I should say that when I cast my hook I felt the reel was a little stiff, yet I didn’t pay it much attention until I noticed I had a nibble… as I tried to wind the reel I found I was unable to turn the handle… it was almost stuck solid.  I suspect it might have rusted from when I went surf fishing a few months ago and I (stupidly) didn’t maintain it after I came home.  I spent 5 minutes wrestling with the handle, slowly bringing it in, until the handle on the reel snapped.  I brought the hook and sinker back to the jetty, yet I was unable to use the rod.  So my son and I shared the remaining rod.
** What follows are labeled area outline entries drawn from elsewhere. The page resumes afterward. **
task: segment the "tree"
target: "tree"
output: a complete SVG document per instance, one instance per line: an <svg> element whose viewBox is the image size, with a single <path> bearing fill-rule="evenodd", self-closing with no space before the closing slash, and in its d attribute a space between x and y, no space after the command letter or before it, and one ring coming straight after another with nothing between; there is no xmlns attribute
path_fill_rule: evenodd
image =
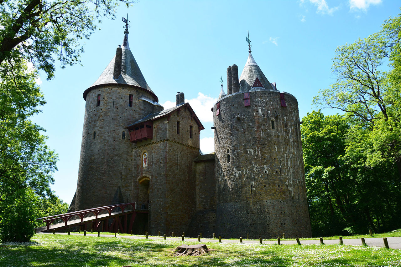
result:
<svg viewBox="0 0 401 267"><path fill-rule="evenodd" d="M366 163L392 161L401 181L401 14L385 22L380 32L337 48L332 67L337 82L314 102L341 110L353 126L369 130L373 149Z"/></svg>

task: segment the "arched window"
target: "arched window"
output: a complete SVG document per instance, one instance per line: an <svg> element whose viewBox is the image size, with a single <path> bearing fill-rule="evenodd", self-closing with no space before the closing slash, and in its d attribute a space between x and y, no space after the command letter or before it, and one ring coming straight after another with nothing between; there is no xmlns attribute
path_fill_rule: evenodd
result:
<svg viewBox="0 0 401 267"><path fill-rule="evenodd" d="M142 154L142 167L148 167L148 153L146 152Z"/></svg>

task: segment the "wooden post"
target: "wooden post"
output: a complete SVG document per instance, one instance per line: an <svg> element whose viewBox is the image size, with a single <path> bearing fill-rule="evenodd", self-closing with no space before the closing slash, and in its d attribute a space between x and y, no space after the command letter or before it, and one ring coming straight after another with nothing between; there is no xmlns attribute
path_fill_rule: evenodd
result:
<svg viewBox="0 0 401 267"><path fill-rule="evenodd" d="M387 237L383 237L383 242L384 242L384 246L386 249L389 248L389 242L387 241Z"/></svg>

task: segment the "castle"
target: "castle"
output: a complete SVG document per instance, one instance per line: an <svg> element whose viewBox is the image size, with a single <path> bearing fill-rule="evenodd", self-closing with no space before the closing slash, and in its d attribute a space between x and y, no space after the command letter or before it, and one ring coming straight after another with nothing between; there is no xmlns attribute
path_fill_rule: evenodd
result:
<svg viewBox="0 0 401 267"><path fill-rule="evenodd" d="M167 109L146 83L128 43L83 92L78 179L71 210L136 202L148 209L135 231L250 238L310 237L298 102L254 60L239 78L227 70L212 107L215 149L183 93ZM138 224L139 223L139 224Z"/></svg>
We had a nice time fishing, chatting about things.  We had many nibbles on the line, and lost plenty of bait, yet nothing was caught.  I did witness a commercial fisherman nearby (he was part of the crew off a crabbing boat), he seemed to be catching fish with every cast.  Still, the experience was enjoyable and it was nice to be outdoors.  We spent nearly three hours on the jetty, as every time I had decided it was time to go home I had a fish nibble on my bait.  This encouraged me to keep with it a little longer.
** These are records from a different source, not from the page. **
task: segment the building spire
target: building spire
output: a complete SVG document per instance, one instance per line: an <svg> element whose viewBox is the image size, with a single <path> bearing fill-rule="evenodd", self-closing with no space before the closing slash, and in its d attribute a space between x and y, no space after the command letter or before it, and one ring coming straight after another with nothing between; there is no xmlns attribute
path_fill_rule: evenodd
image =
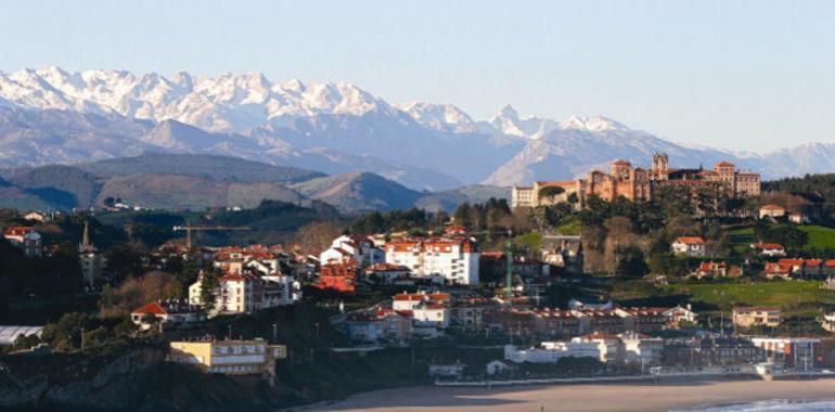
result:
<svg viewBox="0 0 835 412"><path fill-rule="evenodd" d="M85 234L81 237L81 246L88 247L90 246L90 222L85 221Z"/></svg>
After the time fishing my son and I took a walk on the rocks by the jetty.  It was a chance to explore areas that are usually under water and for me to share some knowledge.  We found all manner of sea creatures, such as abalone, muscles, oysters, sea snails, and hundreds of crabs.  The noise the crabs made on mass was surprising, it sounded like rocks crawling on sandy ground.  Many of the animals we found were edible and some were also legal to take, yet we decided to leave them all for another day.

 

 

I did learn something from this day.  I took special note of the bite marks on the bait which I brought back up after a nibble.  I noticed that they would usually start biting at the stomach of the blue bait I was using.  My hook was usually set through the eyes of the bait, or through the backbone (if using a lower portion).  I believe that my hook placement was wrong, as it was not in the ideal position to hook the fish when it nibbled.  I have decided to try out some different configurations next time I go fishing… trying to keep the hook near the most desirable portion of the bait and make it so that they will be eating parts closer, so when I try to set my hook into the fish it might bite at the ideal location.  So despite nothing caught, I did learn something.  I also realise that even without bringing fish home for a meal I can still have a successful day fishing if I enoy my time.  That said, I hope that it will be soon when I bring home some delicious fish for my family’s dinner.